100% agreed. I couldn’t say anything on FB about it because some of my gay friends would have been offended but like really if we want to get rid of discrimination between races and genders and sexualities then STOP POINTING THEM OUT. 

I think the reason it should be pointed out is because there are still people that are  scared of ‘coming out’ as being gay/lesbian/bi-sexual, and this isn’t just about equality.
The more it’s seen that being having a, what some may consider ’different’ (and I use that term very loosely, so don’t bite my head off) sexuality or race, especially when they are people with power, or that are in the public eye often, the more likely it is that they it will become accepted as an average occurrence. 
When a celebrity comes out and says they are gay, or support gay marriage, they’re applauded, and cooed at. Why should it be different for politicians?


‘I’m sure there have been gay senators in the past they just weren’t openly gay’ 
 
I’m going to come right out and say, this is why it’s a big deal for it to be made clear that they are gay. It shouldn’t be something anyone has to hide. It should be something they can talk about openly and that everyone can know. 
This woman could inspire more people to be open about their sexuality, just by being open about her own.

End rant. 

It’s a big deal because even as far back as FOUR YEARS AGO she might not have been elected solely because she’s openly gay. It’s a big deal because in the past people of the lgbtq community have had to HIDE in order to be able to be members of mainstream society. We DO NOT have equality and to see us making leaps towards achieving that is WORTH celebrating. We DO NOT have equality and we never will if you disregard it as no big deal and think that it shouldn’t be addressed because it is a big deal. When you’re gay in this country, it is a struggle. Some people lose their entire families. They lost their friends. They can lose their jobs. They aren’t granted the same civil rights as heterosexual Americans and people who aren’t in that position can never fully understand how that feels. They can be denied so much and to have someone elected to office who is openly gay, it says ACCEPTANCE and it’s starting on EQUALITY and it’s a HUGE DEAL. If you have any experience having to hide from the world, from any person in your life, for fear of rejection and/or discrimination, you might understand.

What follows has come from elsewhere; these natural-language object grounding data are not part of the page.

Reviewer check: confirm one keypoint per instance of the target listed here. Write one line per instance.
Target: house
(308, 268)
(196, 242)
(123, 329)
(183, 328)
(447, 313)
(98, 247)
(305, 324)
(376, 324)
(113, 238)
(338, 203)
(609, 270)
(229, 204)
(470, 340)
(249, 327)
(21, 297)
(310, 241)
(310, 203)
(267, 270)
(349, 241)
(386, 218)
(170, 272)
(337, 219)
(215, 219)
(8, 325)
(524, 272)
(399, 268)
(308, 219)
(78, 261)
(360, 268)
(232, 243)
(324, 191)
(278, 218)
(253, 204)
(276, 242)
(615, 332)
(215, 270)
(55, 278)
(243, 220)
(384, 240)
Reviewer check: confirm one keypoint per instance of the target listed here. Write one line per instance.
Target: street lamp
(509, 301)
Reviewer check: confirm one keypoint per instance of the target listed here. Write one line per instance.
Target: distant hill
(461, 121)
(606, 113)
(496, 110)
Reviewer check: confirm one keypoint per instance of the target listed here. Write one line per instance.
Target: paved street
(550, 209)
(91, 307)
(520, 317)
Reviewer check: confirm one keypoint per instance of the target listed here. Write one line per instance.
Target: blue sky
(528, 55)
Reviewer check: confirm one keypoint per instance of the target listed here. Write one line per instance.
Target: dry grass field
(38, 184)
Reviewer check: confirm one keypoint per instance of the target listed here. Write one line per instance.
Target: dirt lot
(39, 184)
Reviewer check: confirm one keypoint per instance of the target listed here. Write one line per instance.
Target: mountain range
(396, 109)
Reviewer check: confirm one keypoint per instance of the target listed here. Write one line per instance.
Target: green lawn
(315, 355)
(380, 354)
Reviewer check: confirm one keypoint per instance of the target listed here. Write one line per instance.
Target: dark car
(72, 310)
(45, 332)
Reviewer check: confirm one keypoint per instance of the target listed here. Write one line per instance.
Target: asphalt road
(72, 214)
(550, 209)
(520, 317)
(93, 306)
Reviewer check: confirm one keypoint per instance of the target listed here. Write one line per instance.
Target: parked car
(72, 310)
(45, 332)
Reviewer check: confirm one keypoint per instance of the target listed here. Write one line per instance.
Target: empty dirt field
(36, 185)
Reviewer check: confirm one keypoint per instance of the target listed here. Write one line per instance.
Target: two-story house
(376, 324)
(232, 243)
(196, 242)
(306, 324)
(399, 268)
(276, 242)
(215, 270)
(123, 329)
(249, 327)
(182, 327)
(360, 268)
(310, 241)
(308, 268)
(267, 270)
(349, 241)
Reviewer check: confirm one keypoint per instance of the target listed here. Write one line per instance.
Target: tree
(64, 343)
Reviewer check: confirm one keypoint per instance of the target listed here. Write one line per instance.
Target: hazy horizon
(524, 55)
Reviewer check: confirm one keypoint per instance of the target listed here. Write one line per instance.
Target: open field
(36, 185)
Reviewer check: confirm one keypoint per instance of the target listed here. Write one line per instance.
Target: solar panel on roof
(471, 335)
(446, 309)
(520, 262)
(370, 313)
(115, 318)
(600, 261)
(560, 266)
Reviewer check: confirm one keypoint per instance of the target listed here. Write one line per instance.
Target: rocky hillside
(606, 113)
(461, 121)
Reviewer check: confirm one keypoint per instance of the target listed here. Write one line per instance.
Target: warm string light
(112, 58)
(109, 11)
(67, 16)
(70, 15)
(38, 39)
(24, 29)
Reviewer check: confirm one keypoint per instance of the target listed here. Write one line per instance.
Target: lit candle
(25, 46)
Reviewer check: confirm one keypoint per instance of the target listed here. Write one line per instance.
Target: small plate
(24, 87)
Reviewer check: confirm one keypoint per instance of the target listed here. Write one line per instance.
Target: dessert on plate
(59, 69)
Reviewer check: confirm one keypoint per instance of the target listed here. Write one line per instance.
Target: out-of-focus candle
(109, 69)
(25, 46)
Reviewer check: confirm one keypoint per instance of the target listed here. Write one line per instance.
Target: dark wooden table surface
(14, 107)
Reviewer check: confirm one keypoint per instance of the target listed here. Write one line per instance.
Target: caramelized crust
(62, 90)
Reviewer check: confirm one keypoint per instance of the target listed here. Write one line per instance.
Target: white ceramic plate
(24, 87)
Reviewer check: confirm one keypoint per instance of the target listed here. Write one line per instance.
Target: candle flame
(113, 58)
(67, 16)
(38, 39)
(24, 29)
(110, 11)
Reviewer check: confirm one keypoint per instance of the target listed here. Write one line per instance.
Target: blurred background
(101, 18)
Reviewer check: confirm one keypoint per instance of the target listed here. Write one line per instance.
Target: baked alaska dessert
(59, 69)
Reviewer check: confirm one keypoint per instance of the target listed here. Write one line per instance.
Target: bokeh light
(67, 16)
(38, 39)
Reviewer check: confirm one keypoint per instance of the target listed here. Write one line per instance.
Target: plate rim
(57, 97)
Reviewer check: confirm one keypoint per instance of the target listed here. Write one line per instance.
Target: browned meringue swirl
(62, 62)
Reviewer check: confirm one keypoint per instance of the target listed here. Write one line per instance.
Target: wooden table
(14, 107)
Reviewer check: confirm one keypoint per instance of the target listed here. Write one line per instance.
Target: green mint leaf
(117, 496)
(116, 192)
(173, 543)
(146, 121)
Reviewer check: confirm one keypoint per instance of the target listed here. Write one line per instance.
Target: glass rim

And George Washington wasn’t celebrated for being a white president because it wasn’t a big deal. Being the first president? HUGE deal, but being the first white president? NOT SO MUCH. because of this thing. It’s called white privilege. Back then there wasn’t even a question as to what race the president would be. We’ve come so far since then and we still have far to go. Erasing a persons race and sexuality doesn’t do anything. Accepting someone doesn’t mean denying individuality. It doesn’t mean denying race, sexuality, etc. It means finally understanding that diversity is NOT something to be afraid of and to get rid of the ignorance that surrounds these issues. We’re at tolerance and we need to reach acceptance. We need to stop turning on the television to hear someone say ‘marriage is only supposed to be between a man and a woman’ or that they ‘don’t believe in homosexuals.’ With Tammy in office as an OPENLY GAY WOMAN, for the first time the Senate will have to talk about gay issues WITH someone who is gay instead of talking ABOUT it without anyone there who really knows. It’s a HUGE DEAL. Don’t belittle or erase it. Tammy is the first openly gay woman to take office and it is a fantastic, wonderful, glorious thing. As a gay woman, I am above and beyond happy about this because it is a giant step in our society.